We were going out there to shoot. I came out in the morning and the rain was going horizontally down the street this way. I thought, "My God!" I just called a rest day on the crew and told them to go back to bed because there was no way we were going to shoot on that.
[as Chewbacca] That old man's mad.
You said it, Chewie. Boy, where'd you dig up that old fossil?
I think George likes people, I think George is a warm-hearted person, but... He's a little impatient with the process of acting, of finding something. He thinks that something's there. "It's right there, I wrote it down. Do that". You know.

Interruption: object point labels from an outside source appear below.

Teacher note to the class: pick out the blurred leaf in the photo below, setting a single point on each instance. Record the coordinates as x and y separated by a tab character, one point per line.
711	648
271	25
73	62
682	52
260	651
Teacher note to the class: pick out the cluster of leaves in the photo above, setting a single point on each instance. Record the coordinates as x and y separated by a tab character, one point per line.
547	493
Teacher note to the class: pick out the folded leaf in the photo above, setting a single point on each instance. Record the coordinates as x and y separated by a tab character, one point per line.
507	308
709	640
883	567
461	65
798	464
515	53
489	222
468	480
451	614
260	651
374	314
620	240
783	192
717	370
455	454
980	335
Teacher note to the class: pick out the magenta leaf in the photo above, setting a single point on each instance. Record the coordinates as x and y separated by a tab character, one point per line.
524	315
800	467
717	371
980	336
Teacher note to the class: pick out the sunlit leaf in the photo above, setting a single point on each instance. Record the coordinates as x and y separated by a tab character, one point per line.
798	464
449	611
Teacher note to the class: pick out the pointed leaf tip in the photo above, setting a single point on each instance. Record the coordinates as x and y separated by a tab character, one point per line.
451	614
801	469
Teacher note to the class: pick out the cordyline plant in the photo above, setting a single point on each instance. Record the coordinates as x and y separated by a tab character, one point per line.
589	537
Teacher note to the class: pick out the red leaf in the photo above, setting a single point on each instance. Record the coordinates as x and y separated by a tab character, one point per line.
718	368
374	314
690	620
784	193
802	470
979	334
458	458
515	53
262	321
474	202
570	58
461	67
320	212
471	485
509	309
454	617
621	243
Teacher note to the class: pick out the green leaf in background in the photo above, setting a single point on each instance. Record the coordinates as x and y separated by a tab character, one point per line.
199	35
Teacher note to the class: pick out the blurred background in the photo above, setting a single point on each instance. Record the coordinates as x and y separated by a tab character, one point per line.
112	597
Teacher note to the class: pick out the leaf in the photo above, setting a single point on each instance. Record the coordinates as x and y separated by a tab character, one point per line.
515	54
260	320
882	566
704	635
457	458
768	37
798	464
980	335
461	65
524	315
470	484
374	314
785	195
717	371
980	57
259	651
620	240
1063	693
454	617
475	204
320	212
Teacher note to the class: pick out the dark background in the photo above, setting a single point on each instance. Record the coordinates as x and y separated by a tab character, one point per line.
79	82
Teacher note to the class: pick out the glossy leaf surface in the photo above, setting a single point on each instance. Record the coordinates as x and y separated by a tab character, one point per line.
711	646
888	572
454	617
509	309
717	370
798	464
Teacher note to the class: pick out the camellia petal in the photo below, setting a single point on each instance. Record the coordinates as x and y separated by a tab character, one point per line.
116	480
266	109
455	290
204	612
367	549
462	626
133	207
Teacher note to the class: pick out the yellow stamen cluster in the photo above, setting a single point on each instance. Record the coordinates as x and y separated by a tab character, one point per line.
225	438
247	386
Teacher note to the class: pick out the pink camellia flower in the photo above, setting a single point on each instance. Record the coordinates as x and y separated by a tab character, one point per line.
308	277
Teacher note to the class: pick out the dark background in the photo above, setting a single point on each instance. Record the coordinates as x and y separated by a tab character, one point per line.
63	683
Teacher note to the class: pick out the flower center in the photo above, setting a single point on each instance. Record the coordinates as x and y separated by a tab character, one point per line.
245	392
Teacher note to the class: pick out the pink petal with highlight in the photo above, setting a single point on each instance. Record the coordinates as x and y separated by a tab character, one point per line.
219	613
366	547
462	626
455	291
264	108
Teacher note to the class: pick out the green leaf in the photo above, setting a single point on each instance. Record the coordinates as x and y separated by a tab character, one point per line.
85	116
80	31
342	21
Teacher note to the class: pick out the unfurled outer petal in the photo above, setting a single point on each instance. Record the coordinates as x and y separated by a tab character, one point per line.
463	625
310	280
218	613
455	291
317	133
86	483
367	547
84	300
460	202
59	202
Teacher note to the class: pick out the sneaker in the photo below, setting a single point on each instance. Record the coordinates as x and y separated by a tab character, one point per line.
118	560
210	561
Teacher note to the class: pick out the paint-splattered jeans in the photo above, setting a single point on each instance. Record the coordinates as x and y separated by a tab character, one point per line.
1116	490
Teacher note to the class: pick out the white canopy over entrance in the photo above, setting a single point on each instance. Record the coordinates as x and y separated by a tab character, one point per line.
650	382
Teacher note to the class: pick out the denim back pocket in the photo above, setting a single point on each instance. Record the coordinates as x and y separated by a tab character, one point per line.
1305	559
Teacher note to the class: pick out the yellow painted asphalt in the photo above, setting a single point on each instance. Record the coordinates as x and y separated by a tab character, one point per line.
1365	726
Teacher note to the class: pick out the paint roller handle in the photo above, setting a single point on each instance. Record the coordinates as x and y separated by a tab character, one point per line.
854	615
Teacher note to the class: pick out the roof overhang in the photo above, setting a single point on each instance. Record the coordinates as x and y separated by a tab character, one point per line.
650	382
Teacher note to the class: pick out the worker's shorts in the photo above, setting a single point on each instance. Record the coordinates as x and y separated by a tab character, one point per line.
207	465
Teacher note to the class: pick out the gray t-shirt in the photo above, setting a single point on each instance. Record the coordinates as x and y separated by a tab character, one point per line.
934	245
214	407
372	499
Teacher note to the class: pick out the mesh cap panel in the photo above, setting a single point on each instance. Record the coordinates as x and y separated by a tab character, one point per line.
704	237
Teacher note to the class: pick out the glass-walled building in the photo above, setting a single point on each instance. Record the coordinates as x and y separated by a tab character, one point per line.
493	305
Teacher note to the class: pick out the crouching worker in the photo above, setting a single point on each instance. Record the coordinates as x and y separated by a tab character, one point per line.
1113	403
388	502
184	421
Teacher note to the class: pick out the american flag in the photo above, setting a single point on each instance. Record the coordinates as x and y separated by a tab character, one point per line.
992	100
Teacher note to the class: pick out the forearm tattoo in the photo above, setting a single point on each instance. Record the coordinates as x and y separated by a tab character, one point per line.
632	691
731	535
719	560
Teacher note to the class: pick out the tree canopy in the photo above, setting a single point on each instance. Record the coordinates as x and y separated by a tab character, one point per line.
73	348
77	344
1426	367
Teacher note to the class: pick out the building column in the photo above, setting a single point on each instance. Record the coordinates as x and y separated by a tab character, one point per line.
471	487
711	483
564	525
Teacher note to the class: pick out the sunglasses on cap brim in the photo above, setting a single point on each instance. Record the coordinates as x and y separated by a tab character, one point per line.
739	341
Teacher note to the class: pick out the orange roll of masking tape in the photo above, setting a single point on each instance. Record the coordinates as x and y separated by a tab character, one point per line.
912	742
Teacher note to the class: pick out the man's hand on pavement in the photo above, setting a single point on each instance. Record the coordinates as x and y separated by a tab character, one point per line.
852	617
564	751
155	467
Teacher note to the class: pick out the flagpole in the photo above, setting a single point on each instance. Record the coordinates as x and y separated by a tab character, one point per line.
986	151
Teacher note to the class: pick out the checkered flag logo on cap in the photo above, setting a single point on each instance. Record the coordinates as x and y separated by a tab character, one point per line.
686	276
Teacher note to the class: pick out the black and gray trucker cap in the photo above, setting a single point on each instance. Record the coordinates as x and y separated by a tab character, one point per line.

Sometimes you can't just *do that* and make it work.
I had one outfit for the first movie and as George taught me, there is no underwear in space. Instead of that, there's gaffer tape. So I was taped down. And I used to say we should just make up a contest on the call sheet to see who's going to rip it off. But we didn't do that.
Timing is everything in art. You bring out Star Wars too early and it's Buck Rogers. You bring it out too late and it doesn't fit our imaginations. You bring it out just as the war in Vietnam is ending and America feels uncertain of itself, and the old stories have died, and you bring it out at that time and suddenly, it's a new game. Plus it's alot of fun. It's a lot of fun to watch Star Wars.
George was enormously farsighted. The studio wasn't. They didn't know that the world was changing. George did know the world was changing. I mean, he changed it.
You're not really famous until you're a Pez dispenser.
[on the success of Star Wars] I was like this -
[rubs his palms together]
Great. Terrific. Now I can go to work. I have an opportunity to take advantage of the success of this film and go to work.
[about Stuart Freeborn]
He was under the gun and it was very tense. Very tense. He had to get this thing done. We've got to start shooting with Yoda. And so while we were talking to him, I just had Yoda's head and I was just playing with it then I dropped it and it cracked. Then Stuart said, "I need a drink". So it was terrible, because here we're pressing so much and I'm the one that screwed it up.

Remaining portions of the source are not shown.